I spoke to someone this week who said the tech and crypto community care about two things - data and money. They don’t care about the causes, the reasons, the context, or the means—just the end result, especially if that end result is more money. And if a lot of money is made, the means are irrelevant.
However, the causes, reasons, and context allow us to analyse the data and decide whether the means were a price we were willing to pay for the end result. Most supermarkets sell household staples such as milk because they know that many people who ‘pop into the shops for a pint of milk’ will usually find two pouches of peanut butter pretzel M&Ms mysteriously appear in their basket (I admit nothing). The extra (very much necessary items) balance out the lower-priced staple that lured you into the store in the first place.

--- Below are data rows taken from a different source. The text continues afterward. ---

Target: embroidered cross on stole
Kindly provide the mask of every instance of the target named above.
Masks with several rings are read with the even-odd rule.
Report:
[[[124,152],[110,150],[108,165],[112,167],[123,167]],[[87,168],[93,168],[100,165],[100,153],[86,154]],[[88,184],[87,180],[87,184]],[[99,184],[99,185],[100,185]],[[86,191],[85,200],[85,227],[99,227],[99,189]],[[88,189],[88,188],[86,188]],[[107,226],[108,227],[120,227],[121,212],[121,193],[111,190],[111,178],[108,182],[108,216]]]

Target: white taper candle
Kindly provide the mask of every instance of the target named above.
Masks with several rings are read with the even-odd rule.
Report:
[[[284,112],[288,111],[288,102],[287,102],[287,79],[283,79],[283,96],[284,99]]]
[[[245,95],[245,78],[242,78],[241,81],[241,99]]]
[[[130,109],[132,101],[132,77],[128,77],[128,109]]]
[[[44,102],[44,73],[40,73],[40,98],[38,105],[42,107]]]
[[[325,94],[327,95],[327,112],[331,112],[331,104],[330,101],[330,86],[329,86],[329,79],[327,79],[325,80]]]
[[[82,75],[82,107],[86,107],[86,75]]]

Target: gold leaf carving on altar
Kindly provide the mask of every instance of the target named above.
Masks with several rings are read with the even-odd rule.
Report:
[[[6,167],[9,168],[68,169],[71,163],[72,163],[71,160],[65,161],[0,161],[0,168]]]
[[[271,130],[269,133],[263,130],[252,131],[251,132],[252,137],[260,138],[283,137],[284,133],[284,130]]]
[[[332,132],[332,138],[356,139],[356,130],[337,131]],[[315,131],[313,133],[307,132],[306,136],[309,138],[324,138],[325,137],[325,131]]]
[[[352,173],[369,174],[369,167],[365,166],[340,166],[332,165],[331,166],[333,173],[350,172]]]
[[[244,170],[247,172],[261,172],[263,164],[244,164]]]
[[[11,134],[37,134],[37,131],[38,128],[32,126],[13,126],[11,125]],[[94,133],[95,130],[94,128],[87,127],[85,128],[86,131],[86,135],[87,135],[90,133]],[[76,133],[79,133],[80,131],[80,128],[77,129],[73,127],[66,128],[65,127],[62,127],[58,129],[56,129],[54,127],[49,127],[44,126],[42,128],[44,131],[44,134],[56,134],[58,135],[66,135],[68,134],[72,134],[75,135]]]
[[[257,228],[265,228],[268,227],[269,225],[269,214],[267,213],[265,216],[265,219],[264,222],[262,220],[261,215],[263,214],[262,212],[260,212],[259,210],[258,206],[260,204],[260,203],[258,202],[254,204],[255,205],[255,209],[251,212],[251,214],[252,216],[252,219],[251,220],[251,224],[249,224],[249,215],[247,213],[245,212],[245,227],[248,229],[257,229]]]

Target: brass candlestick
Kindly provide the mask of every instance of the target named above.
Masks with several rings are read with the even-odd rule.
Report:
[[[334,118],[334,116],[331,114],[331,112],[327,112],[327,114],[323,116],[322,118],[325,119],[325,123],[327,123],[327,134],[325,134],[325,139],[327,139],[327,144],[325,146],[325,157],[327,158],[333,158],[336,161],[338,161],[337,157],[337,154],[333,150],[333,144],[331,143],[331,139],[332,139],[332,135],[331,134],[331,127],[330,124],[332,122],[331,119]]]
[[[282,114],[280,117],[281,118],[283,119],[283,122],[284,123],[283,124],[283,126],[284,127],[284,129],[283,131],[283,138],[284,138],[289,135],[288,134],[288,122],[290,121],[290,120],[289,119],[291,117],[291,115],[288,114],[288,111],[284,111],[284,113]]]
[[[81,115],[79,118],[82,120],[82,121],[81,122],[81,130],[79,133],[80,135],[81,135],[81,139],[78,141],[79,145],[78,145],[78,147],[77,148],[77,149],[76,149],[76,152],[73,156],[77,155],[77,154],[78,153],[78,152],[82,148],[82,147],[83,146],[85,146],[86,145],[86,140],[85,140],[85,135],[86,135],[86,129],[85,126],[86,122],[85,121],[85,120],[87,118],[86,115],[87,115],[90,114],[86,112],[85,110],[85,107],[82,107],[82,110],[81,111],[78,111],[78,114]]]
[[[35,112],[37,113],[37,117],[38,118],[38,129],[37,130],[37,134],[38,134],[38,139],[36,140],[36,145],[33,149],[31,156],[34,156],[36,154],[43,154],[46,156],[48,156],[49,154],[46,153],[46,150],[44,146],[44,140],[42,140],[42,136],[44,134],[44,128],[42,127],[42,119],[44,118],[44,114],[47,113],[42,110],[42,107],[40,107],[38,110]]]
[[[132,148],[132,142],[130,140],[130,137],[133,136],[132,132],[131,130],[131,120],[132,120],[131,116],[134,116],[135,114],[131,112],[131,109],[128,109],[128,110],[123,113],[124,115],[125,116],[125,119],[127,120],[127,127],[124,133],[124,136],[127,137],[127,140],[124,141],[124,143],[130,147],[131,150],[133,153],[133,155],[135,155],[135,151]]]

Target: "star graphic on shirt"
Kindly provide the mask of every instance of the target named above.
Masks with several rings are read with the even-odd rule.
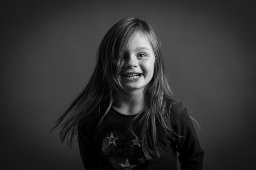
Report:
[[[140,158],[140,159],[138,159],[139,162],[140,163],[145,163],[145,159],[143,158]]]
[[[108,142],[108,144],[114,144],[115,145],[116,145],[116,140],[118,139],[118,138],[115,137],[113,135],[113,133],[111,133],[110,137],[107,137],[107,138],[109,141],[109,142]]]
[[[140,141],[137,135],[135,135],[135,139],[132,140],[132,146],[134,147],[135,145],[138,145],[140,147]]]
[[[119,165],[121,165],[123,168],[124,168],[125,170],[132,170],[132,168],[136,167],[136,165],[130,165],[129,160],[128,160],[128,159],[126,159],[125,164],[119,164]]]

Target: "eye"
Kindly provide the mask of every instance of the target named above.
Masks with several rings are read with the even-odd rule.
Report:
[[[139,55],[138,55],[138,57],[139,58],[143,58],[147,56],[147,55],[145,53],[139,53]]]

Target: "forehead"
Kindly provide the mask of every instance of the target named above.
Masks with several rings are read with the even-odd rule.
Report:
[[[131,36],[128,40],[126,49],[126,50],[134,49],[138,47],[141,48],[146,47],[149,50],[152,50],[148,37],[141,31],[135,32]]]

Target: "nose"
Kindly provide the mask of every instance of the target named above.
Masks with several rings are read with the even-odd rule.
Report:
[[[132,68],[138,66],[138,61],[136,57],[132,55],[126,55],[124,58],[124,61],[125,67]]]

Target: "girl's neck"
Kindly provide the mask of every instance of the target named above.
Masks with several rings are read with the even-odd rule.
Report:
[[[115,110],[125,115],[139,113],[145,107],[143,93],[119,95],[112,105]]]

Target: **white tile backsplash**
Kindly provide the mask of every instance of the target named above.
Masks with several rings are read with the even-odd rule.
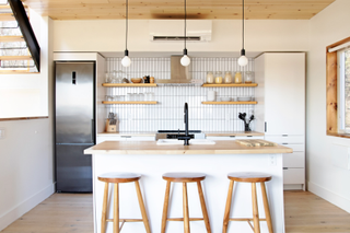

When the US elected a new president last year, many communities celebrated, no more so than the groups heavily involved in cryptocurrencies. No matter your personal politics, one unifying viewpoint – especially if you spend time on what is still called ‘crypto Twitter’ - is a hatred of former chair of the US Securities and Exchange Commission Gary Gensler. He did not offer a welcoming environment to the nascent digital currency (or is it a security, a commodity, an investment asset?), to put it mildly
After years of petitioning for guidance and regulator clarity and celebrating the promise the new administration offered crypto businesses in the US, the first week gifted the world two new meme coins (or shitcoins as others call it) a digital money representation of Trump and his Slovenian-born wife Melania. The Financial Times explains it like this:
“But what exactly is it? Not an investment, says the small print — more an “expression of support”. Put another way, for all the hype, $TRUMP is just a new spin on presidential collectibles, like a red Maga cap or a bobble-headed dashboard doll, only with less utility and much more volatile price.”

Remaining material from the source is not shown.